Questo è ovviamente piuttosto fantascientifico (e strizza l’occhio verso Mr. Robot) ma è perfettamente realizzabile con la attuale tecnologia.

Immaginate cosa succederebbe se questo tipo di attacco fosse portato verso gli Amazon Go o verso i loro kit per smart home, Echo e Key.

Esempio pratico: Super Mario: Ransom for Peach

Riprendendo l’idea della mod di Minecraft e qualche altro spunto da alcuni film ormai di culto (Jumanji e Saw) porto un esempio pratico.

Un videogioco, l’ennesimo capitolo di Super Mario, in cui però quello che succede è che Bowser (lo storico villain) cifra tutti i tuoi dati in cloud (GDrive) e l’unico modo per decifrarli è trovare Peach e finire il gioco.

Questo sarebbe un modo piuttosto divertente e sadico di sviluppare un ransomware, e l’attacco di ingegneria sociale alla base riuscirebbe con una probabilità piuttosto elevata, considerando il fatto che oggi la funzione di salvataggio in cloud è pressoché ubiqua e che quindi qualsiasi ignaro giocatore darebbe il proprio consenso.

Con la possibilità di leggere e scrivere liberamente (perfino autorizzati legalmente dal proprietario!), e con degli SDK molto ben fatti, sarebbe relativamente semplice e comodo produrre un software di questo tipo usando un qualsiasi linguaggio di alto livello (C# o Java) e delle piattaforme di sviluppo molto consolidate (LibGDX o Unity3D).

Final thoughts: dati a rischio, la causa è l’anello debole (ovviamente)

AIDS-Trojan

Non siamo nuovi a questa minaccia, la cui prima apparizione risale addirittura al 1989, anno in cui il Dott.
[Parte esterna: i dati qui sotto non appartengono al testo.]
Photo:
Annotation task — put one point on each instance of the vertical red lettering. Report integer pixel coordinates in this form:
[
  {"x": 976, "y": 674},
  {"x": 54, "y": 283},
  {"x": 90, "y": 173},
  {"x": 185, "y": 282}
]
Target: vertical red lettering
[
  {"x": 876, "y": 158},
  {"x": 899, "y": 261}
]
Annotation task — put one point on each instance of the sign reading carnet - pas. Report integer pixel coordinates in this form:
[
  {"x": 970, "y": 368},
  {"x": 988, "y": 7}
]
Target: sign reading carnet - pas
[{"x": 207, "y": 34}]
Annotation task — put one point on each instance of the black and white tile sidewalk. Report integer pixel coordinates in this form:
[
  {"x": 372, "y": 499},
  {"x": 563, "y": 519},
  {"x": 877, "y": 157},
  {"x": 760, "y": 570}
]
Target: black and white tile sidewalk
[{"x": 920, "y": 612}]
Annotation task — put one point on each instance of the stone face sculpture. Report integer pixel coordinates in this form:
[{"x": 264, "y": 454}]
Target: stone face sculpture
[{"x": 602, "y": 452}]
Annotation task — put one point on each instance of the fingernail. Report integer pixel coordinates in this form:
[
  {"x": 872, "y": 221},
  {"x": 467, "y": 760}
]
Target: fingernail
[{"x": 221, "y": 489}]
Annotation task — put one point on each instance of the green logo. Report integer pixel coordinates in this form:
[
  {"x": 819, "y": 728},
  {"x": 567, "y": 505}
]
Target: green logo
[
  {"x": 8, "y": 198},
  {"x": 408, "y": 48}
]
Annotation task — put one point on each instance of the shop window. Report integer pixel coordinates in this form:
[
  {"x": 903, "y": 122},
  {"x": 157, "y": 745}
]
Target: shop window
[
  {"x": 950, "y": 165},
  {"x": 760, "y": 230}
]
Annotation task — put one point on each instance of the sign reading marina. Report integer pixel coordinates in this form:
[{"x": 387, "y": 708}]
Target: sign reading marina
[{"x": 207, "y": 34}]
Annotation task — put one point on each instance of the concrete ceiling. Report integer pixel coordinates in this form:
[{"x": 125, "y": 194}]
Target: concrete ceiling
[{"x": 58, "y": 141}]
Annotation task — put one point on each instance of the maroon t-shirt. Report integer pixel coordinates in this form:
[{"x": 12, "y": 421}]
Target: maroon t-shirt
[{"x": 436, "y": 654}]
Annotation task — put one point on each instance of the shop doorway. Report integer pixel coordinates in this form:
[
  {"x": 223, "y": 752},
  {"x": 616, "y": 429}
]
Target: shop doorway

Popp, evolutionary biologist della Harvard University, inviò 20.000 floppy disk ad alcuni partecipanti alla conferenza internazionale sull’AIDS. Il malware è stato ovviamente soprannominato The AIDS Trojan e PC Cyborg, per la tecnica di ingegneria sociale usata per lo spreading.

Dopo 90 riavvii, il malware nascondeva tutte le directory e cifrava tutti i nomi dei file, chiedendo un riscatto di $ 189.00 da inviare a mezzo posta alla PC Cyborg Corp. con base a Panama.

Risorse su cui ho studiato e da cui ho preso dati e immagini

Queste sono le risorse che ho usato per preparare il talk, e da cui ho preso i dati che cito.
Malwarebytes ha pubblicato un report (come ogni anno) in cui spiega nel dettaglio quali sono i vettori comuni e dettaglia addirittura fino ad arrivare alle CVE.
Il pdf è disponibile previa registrazione, motivo per cui pur avendolo non posso condividerlo.